La Commission LIBE a voté une révision de la carte bleue européenne le jeudi 15 juin

La carte bleue européenne est un dispositif qui établit les conditions d’entrée et de séjour des ressortissants de pays tiers hautement qualifiés souhaitant occuper un emploi au sein de l’Union. Ce dispositif est malheureusement utilisé de façon très limitée par les États membres.

Je suis satisfaite par ce vote ainsi que par l’adoption de mes amendements par mes collègues de LIBE.

Je souhaite que les ressortissants de pays tiers profitent du réseau européen des services de l’emploi (EURES), afin d’accéder à l’ensemble des offres d’emploi en Europe. C’est un appel de bon sens : pour bénéficier d’une carte bleue européenne, encore faut-il avoir trouvé un emploi. Je souhaite également la création d’un dispositif de migration légale pour les travailleurs non-qualifiés. L’Europe est face à un défi démographique majeur avec le vieillissement de la population et nos besoins de main d’oeuvre vont évoluer. Il faut cibler tout type de compétence dans les secteurs où il manquerait de la main-d’œuvre, et où les ressortissants européens ne répondraient pas à l’appel.

La révision du texte doit désormais être validée par l’ensemble des députés européens, lors d’une session plénière à Strasbourg.

 

 

 

Révision de la carte bleue : il faut revoir les conditions d’accès aux visas pour travail au sein de l’UE

Lors de la commission LIBE du 23 mars, nous avons débattu et examiné les amendements déposés sur la proposition de réforme de la carte bleue européenne.

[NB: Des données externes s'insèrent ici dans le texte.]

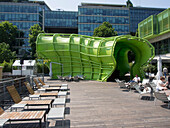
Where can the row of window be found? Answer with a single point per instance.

La carte bleue  européenne est un dispositif qui établit les conditions d’entrée et de séjour des ressortissants de pays tiers hautement qualifiés qui souhaitent occuper un emploi au sein de l’Union. Cet outil, destiné à la base au renforcement de la compétitivité européenne, est aujourd’hui utilisé de façon très limitée par les États membres.

Dans le cadre de cette révision, j’ai exposé à mes collègues les deux amendements que j’ai déposés. Mon premier amendement doit permettre aux ressortissants de pays tiers de profiter du réseau européen des services de l’emploi (EURES), afin d’accéder à l’ensemble des offres d’emploi en Europe. Il faut agir dans le bon sens : pour bénéficier d’une carte bleue européenne, encore faut-il avoir trouvé un emploi.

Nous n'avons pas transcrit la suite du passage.